19. In light of the relevance of the operation of the hardship regimes proposed in the Bill for the impact of the Bill in practice on the rights of individual claimants, I would be grateful if the Government could provide us with further information on the operation of the existing hardship regime which operates in connection with sanctions associated with other benefits. In particular, I would be grateful if you could provide us with annual statistics on the number of applications made for support under the hardship regime (and the overall number of cases where sanctions have been imposed); and how many of those applications have been successful.

g) Universal Credit

A number of specific questions were raised in the House of Commons about the operation of Universal Credit in order to better ascertain whether there is a risk that these provisions will operate in a way which may lead to discrimination. These included:

a.  whether the proposal to time-limit contributory elements of Employment Support Allowance (and the equivalent Universal Credit) may have a discriminatory impact on disabled people and women when calculation of eligibility for means-tested elements of the allowance may depend on the income of a family carer or a primary earner;

b.  whether the calculation of eligibility for Employment Support Allowance (and the equivalent Universal Credit) by reference to household income will have a discriminatory effect on disabled people and particularly on disabled women;

c.  whether the absence of information on the availability of support for childcare creates a risk that it is impossible to assess whether the provisions in the Bill might operate in a manner which has a discriminatory impact on low-income working families and particularly women in low-income working families;

d.  whether the proposed cap on housing benefit (and the housing element of Universal Credit) will have a discriminatory impact on disabled people;

e.  whether the proposed cap on Universal Credit may have a discriminatory impact on disabled people;

f.  whether the imposition of either of these caps is likely to lead to an increased likelihood of homelessness and whether appropriate safeguards are in place to protect vulnerable people from destitution; and

g.  whether the proposal to pay Universal Credit directly to one person per household has the potential to undermine the independence of disabled people.

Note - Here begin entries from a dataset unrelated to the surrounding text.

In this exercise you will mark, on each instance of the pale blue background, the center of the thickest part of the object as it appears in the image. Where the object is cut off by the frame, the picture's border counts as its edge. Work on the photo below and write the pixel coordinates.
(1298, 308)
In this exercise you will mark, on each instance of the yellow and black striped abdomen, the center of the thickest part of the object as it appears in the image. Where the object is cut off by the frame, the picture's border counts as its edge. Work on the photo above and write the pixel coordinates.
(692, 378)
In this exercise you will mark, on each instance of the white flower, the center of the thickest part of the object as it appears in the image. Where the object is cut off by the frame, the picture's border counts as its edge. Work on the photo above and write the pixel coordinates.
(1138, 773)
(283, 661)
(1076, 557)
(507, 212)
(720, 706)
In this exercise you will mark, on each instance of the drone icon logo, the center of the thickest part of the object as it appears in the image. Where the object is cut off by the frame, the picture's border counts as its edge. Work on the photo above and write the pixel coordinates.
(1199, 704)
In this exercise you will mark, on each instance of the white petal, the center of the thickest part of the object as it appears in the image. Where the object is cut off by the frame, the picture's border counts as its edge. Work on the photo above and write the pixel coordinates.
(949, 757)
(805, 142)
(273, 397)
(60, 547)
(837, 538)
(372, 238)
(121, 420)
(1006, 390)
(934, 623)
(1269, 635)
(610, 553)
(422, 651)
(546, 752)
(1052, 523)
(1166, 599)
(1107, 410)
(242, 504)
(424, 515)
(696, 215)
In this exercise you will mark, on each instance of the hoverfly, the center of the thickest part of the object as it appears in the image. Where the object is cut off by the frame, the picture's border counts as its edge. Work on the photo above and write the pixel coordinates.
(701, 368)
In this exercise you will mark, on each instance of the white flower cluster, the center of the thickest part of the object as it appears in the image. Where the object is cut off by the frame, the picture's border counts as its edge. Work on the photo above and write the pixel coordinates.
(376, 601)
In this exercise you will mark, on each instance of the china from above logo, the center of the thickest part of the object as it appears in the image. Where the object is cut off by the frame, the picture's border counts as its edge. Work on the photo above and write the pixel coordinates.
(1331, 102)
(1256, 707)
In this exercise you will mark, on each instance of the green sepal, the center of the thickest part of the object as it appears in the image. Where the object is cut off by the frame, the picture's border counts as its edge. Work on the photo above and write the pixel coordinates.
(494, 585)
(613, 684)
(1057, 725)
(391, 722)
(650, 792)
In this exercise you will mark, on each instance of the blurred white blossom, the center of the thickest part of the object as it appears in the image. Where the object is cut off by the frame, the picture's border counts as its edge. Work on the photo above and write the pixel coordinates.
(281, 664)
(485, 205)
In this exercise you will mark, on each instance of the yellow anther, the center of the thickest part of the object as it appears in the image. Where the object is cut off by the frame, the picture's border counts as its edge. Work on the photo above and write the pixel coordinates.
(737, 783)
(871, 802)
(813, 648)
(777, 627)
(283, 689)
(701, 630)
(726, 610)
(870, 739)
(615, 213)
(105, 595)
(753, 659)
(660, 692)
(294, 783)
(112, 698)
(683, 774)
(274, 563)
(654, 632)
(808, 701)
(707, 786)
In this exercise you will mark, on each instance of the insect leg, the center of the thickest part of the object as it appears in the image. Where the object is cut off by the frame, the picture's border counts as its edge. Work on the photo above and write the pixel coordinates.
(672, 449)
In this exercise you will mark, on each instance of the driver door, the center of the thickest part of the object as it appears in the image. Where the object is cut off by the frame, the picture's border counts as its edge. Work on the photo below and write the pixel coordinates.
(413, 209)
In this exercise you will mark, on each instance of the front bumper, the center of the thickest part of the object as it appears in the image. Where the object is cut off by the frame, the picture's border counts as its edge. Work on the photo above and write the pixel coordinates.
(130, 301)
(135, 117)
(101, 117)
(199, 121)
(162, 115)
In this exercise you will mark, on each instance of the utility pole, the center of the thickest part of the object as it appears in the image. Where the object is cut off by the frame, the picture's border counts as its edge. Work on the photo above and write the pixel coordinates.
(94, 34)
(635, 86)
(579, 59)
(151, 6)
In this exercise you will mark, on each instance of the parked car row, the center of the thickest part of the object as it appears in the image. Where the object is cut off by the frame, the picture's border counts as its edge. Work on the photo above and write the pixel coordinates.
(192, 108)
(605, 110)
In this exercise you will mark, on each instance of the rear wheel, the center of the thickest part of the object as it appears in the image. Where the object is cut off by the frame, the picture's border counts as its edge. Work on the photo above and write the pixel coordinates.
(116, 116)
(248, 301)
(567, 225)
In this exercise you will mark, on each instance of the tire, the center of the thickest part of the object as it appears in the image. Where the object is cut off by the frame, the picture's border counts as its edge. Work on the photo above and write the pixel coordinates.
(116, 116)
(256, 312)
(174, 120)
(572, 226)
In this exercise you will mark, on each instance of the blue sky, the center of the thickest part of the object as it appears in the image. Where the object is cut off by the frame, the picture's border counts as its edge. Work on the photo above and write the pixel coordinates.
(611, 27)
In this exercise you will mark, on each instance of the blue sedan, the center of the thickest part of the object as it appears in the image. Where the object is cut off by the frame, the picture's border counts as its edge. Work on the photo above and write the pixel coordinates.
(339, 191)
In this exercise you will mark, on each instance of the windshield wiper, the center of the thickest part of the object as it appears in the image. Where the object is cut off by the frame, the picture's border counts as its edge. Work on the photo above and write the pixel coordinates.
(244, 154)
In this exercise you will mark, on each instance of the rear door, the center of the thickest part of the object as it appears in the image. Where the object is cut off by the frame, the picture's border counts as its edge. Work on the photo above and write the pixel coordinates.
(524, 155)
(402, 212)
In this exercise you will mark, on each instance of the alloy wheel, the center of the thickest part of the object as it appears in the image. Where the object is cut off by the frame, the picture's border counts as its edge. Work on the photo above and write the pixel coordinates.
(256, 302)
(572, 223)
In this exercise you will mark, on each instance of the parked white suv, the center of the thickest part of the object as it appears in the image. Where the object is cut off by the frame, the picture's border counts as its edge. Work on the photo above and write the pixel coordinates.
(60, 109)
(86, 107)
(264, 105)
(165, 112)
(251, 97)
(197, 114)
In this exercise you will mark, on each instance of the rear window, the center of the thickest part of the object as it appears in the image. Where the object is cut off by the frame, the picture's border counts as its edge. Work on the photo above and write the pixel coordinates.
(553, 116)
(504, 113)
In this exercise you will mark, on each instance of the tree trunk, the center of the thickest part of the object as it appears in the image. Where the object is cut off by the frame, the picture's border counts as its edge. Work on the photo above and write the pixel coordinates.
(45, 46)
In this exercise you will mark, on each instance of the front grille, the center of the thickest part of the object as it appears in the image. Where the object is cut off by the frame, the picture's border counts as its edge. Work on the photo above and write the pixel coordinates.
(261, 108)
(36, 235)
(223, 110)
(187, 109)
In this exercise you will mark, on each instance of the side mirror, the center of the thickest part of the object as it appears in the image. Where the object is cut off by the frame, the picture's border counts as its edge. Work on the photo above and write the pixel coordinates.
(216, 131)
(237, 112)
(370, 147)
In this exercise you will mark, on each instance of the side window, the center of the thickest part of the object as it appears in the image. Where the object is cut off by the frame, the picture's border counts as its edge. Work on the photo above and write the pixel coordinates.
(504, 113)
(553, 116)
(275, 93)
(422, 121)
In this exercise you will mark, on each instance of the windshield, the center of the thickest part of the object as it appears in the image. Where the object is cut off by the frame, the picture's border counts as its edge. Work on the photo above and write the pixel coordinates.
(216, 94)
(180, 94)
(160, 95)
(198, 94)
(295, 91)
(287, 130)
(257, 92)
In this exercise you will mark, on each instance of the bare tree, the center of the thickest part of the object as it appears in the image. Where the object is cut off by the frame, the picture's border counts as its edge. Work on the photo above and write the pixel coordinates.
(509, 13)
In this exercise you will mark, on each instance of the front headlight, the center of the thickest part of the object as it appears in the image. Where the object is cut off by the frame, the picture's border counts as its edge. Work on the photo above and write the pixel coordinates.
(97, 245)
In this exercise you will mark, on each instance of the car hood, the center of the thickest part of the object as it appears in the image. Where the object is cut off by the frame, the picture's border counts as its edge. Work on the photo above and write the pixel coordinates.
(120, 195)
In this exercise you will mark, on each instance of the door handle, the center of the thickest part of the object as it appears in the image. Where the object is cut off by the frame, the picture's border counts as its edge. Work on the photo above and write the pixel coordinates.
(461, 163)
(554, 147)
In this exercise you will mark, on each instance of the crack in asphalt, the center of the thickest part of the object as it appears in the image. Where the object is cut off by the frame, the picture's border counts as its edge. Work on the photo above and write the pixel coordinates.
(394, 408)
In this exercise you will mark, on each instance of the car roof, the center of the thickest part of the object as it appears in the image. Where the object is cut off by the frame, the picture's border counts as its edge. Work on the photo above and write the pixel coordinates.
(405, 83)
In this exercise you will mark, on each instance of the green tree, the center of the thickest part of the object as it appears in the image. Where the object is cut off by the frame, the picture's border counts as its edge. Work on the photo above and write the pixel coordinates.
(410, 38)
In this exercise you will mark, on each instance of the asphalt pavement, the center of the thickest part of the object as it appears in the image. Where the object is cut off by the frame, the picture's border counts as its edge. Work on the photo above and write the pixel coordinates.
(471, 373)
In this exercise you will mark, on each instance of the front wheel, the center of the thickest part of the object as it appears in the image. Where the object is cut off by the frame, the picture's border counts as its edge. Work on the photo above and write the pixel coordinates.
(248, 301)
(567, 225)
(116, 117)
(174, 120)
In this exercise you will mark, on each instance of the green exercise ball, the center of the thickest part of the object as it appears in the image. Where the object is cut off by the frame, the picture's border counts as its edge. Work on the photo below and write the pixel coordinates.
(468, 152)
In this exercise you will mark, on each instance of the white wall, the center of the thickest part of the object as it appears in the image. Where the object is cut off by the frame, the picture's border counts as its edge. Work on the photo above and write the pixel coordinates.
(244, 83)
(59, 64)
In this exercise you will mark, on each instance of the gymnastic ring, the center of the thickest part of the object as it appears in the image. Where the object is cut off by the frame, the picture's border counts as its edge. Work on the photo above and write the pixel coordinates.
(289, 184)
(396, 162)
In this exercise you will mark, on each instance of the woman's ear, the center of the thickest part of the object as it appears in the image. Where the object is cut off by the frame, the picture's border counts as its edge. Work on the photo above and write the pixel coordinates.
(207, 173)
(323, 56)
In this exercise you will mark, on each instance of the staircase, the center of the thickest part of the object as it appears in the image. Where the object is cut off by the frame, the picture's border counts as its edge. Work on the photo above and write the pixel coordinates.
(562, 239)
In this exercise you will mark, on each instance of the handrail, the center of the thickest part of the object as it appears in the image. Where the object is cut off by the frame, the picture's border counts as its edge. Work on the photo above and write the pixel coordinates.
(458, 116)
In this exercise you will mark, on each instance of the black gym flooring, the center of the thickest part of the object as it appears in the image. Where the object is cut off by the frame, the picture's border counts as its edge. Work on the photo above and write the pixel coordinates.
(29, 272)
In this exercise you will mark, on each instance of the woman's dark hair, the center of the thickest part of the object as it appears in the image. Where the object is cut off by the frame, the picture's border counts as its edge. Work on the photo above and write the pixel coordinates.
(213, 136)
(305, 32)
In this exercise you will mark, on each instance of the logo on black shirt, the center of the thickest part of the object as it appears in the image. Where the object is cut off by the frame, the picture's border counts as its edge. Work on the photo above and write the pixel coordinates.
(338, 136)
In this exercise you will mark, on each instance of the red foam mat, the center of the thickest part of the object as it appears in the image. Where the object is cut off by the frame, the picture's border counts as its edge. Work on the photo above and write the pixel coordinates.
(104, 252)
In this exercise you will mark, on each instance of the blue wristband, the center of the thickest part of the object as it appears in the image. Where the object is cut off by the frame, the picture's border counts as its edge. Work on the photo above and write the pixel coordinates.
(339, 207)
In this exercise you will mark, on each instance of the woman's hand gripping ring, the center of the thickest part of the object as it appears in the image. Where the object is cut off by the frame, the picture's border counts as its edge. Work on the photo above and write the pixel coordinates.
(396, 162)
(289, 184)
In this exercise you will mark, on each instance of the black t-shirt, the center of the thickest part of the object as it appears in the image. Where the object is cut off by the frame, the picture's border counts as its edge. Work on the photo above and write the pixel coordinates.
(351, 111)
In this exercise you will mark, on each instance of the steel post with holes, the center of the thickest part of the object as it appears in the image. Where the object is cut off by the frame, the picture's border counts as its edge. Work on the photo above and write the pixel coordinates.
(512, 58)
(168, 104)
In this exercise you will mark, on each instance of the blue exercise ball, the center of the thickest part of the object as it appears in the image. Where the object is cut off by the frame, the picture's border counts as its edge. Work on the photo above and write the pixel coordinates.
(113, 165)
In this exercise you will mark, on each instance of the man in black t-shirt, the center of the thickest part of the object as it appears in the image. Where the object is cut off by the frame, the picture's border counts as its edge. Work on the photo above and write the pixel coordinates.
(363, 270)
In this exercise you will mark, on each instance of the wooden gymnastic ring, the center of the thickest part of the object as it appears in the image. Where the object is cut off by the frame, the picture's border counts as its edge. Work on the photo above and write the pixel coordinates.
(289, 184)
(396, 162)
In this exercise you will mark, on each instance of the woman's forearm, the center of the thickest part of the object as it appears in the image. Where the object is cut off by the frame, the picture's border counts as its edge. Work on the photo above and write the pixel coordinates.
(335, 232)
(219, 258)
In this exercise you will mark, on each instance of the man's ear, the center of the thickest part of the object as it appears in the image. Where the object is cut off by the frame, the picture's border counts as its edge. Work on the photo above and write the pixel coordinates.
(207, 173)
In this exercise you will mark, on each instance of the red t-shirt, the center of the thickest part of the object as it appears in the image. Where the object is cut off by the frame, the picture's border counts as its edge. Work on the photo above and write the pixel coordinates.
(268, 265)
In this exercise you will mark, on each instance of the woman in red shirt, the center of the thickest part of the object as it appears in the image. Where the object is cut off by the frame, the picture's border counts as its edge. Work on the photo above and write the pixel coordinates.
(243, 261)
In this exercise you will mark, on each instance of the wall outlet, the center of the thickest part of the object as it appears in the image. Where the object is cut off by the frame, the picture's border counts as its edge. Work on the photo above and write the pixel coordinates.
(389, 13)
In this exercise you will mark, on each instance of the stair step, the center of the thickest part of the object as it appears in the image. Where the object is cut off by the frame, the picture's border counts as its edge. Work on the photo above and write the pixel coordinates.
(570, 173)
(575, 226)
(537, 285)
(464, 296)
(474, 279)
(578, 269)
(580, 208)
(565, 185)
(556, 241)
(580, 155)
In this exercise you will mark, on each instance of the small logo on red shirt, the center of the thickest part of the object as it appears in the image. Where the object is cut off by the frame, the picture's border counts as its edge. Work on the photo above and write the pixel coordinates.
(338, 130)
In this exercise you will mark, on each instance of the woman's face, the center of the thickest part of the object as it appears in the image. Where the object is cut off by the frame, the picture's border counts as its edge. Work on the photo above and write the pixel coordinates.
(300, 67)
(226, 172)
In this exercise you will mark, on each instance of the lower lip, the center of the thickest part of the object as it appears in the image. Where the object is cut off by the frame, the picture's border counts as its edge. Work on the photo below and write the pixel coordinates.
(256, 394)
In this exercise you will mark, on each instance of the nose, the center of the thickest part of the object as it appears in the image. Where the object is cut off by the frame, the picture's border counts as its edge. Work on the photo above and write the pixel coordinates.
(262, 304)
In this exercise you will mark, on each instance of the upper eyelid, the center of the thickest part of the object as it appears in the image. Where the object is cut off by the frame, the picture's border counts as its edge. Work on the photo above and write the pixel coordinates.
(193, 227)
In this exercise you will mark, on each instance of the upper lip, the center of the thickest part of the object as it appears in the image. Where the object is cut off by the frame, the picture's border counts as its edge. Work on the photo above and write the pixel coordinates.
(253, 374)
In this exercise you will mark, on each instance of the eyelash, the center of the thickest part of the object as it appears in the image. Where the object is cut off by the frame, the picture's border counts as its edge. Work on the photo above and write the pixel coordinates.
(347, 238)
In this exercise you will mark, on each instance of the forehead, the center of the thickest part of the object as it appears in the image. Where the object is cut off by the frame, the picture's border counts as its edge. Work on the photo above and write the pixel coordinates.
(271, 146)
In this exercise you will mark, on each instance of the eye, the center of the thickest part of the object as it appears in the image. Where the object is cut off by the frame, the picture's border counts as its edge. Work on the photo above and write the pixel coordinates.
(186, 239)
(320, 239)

The Government has provided detailed policy responses to each of these concerns during debates. We have asked more detailed questions about the impact assessments conducted by the Government in this correspondence. We would be grateful if you would like to add anything to the Government's earlier responses to concerns raised during the House of Commons debates (or by NGOs and others) about the potential for the operation of the Universal Credit to have a discriminatory impact on people or groups with protected characteristics (including women and disabled people).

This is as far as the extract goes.